Das heißt, durch eine empfohlene
bzw. inhaltlich gegebene Modul-Reihenfolge
wird das Studien- oder Ausbildungsziel
erreicht und die Arbeitsbelastung insgesamt
als Summe der Modulleistungspunkte
bewertet.
Die Module sind im Sinne der KMK-Rahmenvorgaben
keine verordneten Einheitsmodule
sondern besitzen eine Eigendynamik,
die durch Parameter wie Lehr- und
Lernformen, Selbststudium, Projektarbeit
geprägt ist.

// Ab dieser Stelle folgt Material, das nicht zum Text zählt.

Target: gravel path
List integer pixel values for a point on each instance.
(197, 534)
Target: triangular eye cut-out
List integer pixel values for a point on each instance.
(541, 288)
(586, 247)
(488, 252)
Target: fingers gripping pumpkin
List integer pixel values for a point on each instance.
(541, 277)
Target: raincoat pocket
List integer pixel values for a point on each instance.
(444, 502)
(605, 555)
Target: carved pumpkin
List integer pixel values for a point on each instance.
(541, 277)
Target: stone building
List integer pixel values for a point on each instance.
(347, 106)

Hierzu wird es notwendig, dem
Modul eine Modulgewichtung zuzuordnen.
Mit dem Leistungspunkteaufwand und
dem Modulgewicht wird der Modulleistungspunktefaktor
gebildet, mit dem die
Modulleistungspunkte ermittelt werden.
Die Parameter können für verschiedene
Anwendungen, Studiengänge und Hochschulen
unterschiedlich skaliert sein.
Das leistungspunktbewertete Studium führt
zu einem berufsqualifizierenden Abschluss
mit wohl definierten Ausbildungszielen
und eine der Gesamtarbeitsbelastung
entsprechenden Anzahl von erworbenen
Leistungspunkten. Die Studiengänge
sind aus Studienabschnitten aufgebaut, die
nicht nur modularisierte Lehrangebote
sondern auch Module wie z.B. Konsultationen,
Studienarbeiten, Praxissemester,
Projekte und Abschlussarbeiten enthalten
können.
Das Bildungsangebot wird zunehmend
durch konsekutive Studiengänge, Aufbaustudiengänge,
Fernstudiengänge, Kurse
privater Bildungsträger erweitert. Diese
Angebote sind in das System der Leistungspunktebewertung
und Anerkennung
von Lernleistungen einzubeziehen.
Schwerpunkt dieses Modellversuchs ist es,
die Auswirkungen dieser Globalisierung in
der Ausbildung, bei Anerkennung von
Lernleistungen auch bei Zugang in ein
Hochschulstudium zu untersuchen und zu
verifizieren.
Die Anerkennung von nachgewiesenen
Lernleistungen in Studiengängen, Studienrichtungen,
in Kurssystemen an unterschiedlichen
Hochschulen oder anderen
Ausbildungseinrichtungen im In- und Ausland
setzt die Vergleichbarkeit der Modulinhalte
und der erworbenen Leistungspunkte
(Credit Points) voraus. Hierzu wird
als Arbeitsablauf (Workflow) der Leistungspunkteindikator
Informatik LPP vorgeschlagen,
der auch für die Leistungspunktbewertung
von spezifizierten Modulen
verwendet werden kann.
Die Basis für diesen Leistungspunkteindikator
bilden Modulkataloge, Studien-/Prüfungsordnungen
und Curricula.
Die Kopplung des Leistungspunkteindikators
an die Akademische Studien- und oder
Prüfungsverwaltung der Hochschule soll
insbesondere die Verwaltung der Leistungspunkte,
das Generieren von Curricula
für Studienrichtungen, von Kursen für die
Weiterbildung und Teilzeitstudiengängen
unterstützen.
An den Verbundhochschulen wurden aufbauend
auf den Erfahrungen des Modellvorhabens
"Modularisierung von Informatik-
Studiengängen" weitere modularisierte
Studiengänge eingerichtet und die Leistungspunktediskussion,
insbesondere auf
Informatik-Studiengänge bezogen, intensiviert.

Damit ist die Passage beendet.